Windows 8 / 8.1 / 10 has this feature called "Fast Startup" (or "fast boot", "hybrid statup", "hybrid shutdown", and so on...) which doesn't actually shut down the computer when you tell it to do so, instead putting it in a sort of hybernation, in order to speed up boot time.
Although this might seem nice at first view, it has several known and ugly side effects:
- It can seriously screw up on some systems (possibly when using old/incompatible drivers or BIOSes), resulting in a system crash at boot time and a subsequent forced full boot (this I witnessed personally on several different systems... and good luck if you are also using mirrored dynamic disks, which will always undergo a full resync after a system crash).
- It does hell to the processing of some group policies, which require an actual system restart in order to be applied.
- Last but not least, it has been known to render Wake-On-Lan unusable; this is the problem I'm currently facing after an upgrade to Windows 10 of several Windows 7 PCs which used to WOL quite fine, and now just don't anymore.

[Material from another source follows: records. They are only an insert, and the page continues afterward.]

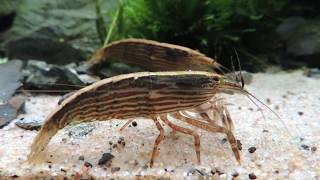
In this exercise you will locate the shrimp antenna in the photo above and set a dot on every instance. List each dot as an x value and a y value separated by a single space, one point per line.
248 94
240 71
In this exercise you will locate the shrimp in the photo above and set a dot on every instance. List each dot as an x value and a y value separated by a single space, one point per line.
154 56
154 95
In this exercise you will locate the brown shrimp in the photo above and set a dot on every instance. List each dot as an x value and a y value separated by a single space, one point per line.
145 94
154 56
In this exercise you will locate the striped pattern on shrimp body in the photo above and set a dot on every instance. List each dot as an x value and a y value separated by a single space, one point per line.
137 94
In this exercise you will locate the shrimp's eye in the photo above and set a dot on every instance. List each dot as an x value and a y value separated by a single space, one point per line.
221 81
242 82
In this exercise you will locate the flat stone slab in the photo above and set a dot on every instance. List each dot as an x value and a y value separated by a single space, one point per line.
290 152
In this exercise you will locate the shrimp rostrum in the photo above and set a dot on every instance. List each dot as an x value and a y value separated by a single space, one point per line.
154 95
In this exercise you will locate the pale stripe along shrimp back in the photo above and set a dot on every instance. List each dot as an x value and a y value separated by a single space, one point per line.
152 95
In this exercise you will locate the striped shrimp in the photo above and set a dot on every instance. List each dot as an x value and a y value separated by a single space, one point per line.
154 56
154 95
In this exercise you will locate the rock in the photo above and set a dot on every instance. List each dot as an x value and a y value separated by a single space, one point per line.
7 14
7 114
313 73
58 32
301 41
11 109
10 79
80 130
106 157
9 83
34 123
41 76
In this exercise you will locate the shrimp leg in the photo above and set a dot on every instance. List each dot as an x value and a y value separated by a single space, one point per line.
177 128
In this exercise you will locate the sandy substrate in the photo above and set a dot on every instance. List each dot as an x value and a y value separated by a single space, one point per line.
291 152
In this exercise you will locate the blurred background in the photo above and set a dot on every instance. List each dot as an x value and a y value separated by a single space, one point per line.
281 33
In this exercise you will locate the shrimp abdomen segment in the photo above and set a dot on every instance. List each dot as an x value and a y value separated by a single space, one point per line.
137 94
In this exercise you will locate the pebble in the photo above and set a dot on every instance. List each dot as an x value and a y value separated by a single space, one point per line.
106 157
34 123
252 149
115 169
252 176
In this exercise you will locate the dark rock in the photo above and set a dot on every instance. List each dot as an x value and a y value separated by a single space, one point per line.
41 76
252 176
55 31
10 79
301 41
81 158
7 14
80 130
252 149
313 73
33 123
11 109
87 164
305 147
115 169
106 157
247 77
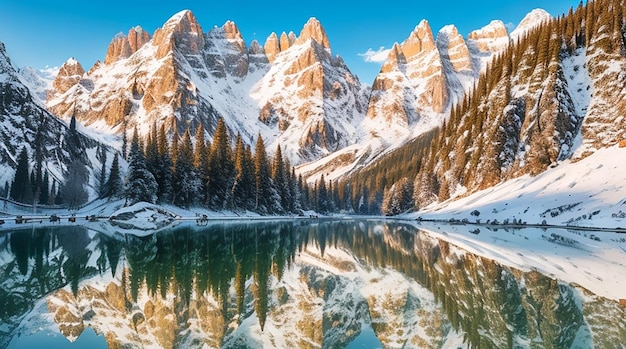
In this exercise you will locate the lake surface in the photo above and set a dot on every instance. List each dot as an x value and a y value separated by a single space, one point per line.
286 284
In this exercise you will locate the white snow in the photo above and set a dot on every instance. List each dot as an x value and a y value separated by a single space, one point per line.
587 193
533 19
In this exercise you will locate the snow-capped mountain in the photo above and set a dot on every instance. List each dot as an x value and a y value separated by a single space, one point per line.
24 122
292 96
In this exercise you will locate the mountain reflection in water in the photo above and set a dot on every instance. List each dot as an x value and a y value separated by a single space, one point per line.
288 284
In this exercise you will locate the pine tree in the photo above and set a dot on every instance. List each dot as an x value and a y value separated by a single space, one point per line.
114 185
73 190
264 187
164 167
323 204
140 184
44 196
102 180
280 180
201 162
21 189
185 182
73 124
221 168
244 186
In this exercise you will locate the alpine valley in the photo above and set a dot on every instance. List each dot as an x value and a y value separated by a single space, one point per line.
515 138
446 117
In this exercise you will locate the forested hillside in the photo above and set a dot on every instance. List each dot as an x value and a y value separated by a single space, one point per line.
556 93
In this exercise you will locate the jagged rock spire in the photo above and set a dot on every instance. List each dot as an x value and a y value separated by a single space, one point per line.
124 46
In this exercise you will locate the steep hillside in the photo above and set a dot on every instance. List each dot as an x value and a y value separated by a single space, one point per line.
297 94
51 146
557 93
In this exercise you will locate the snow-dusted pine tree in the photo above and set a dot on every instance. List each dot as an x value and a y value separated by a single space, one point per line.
140 184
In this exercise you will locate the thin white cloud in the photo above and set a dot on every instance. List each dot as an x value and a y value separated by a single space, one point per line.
510 26
378 56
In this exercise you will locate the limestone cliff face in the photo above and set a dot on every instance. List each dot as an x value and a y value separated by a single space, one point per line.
272 47
454 49
124 46
70 74
225 52
323 87
490 38
313 30
412 83
185 77
156 90
181 32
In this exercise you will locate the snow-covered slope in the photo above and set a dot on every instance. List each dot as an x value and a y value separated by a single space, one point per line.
304 99
25 123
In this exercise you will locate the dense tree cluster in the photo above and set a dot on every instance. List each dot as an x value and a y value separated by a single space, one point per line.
214 174
487 140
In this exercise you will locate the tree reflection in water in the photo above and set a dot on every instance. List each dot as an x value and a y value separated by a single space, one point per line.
216 277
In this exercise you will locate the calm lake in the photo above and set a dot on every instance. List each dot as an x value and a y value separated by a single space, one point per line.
284 284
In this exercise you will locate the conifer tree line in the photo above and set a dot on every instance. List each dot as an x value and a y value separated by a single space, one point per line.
34 186
190 171
487 140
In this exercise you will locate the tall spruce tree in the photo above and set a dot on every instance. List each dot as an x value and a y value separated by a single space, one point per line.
280 180
73 190
244 185
140 184
21 189
221 168
264 187
103 174
164 172
186 183
114 185
201 162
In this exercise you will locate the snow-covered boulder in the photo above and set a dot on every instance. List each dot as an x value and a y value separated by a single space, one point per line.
142 216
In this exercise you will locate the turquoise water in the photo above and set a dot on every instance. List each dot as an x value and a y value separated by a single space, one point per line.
88 340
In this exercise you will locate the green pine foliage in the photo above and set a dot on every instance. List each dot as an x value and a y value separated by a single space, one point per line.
495 132
21 189
140 184
221 172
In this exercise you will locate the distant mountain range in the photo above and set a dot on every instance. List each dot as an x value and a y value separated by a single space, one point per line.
295 93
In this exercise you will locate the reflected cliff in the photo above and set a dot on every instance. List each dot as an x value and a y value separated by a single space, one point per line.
289 284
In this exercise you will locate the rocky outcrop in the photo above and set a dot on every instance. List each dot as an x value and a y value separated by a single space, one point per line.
272 47
181 32
124 46
453 48
225 52
490 38
313 30
411 83
70 74
420 41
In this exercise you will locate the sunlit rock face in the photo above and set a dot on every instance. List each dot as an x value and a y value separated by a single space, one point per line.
123 46
293 285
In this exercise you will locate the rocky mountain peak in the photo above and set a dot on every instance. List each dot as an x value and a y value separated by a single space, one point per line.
420 40
69 75
286 41
533 19
231 31
395 58
182 32
313 30
490 38
272 47
452 45
124 46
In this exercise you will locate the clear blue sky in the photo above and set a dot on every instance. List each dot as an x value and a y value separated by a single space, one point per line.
48 32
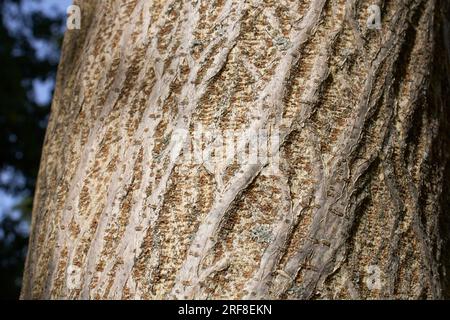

For these and other reasons, I'd like to be able to manage Fast Startup using Group Policies; however, the only policy I could find about this (Computer Configuration\Policies\Administrative Templates\System\Shutdown\Require use of fast startup
) can only be used to force the use of Fast Startup, but not to disable it: its description explicitly states that if you disable or do not configure this policy setting, the local setting is used
.
Thus, my question: how can I disable Fast Startup using a group policy?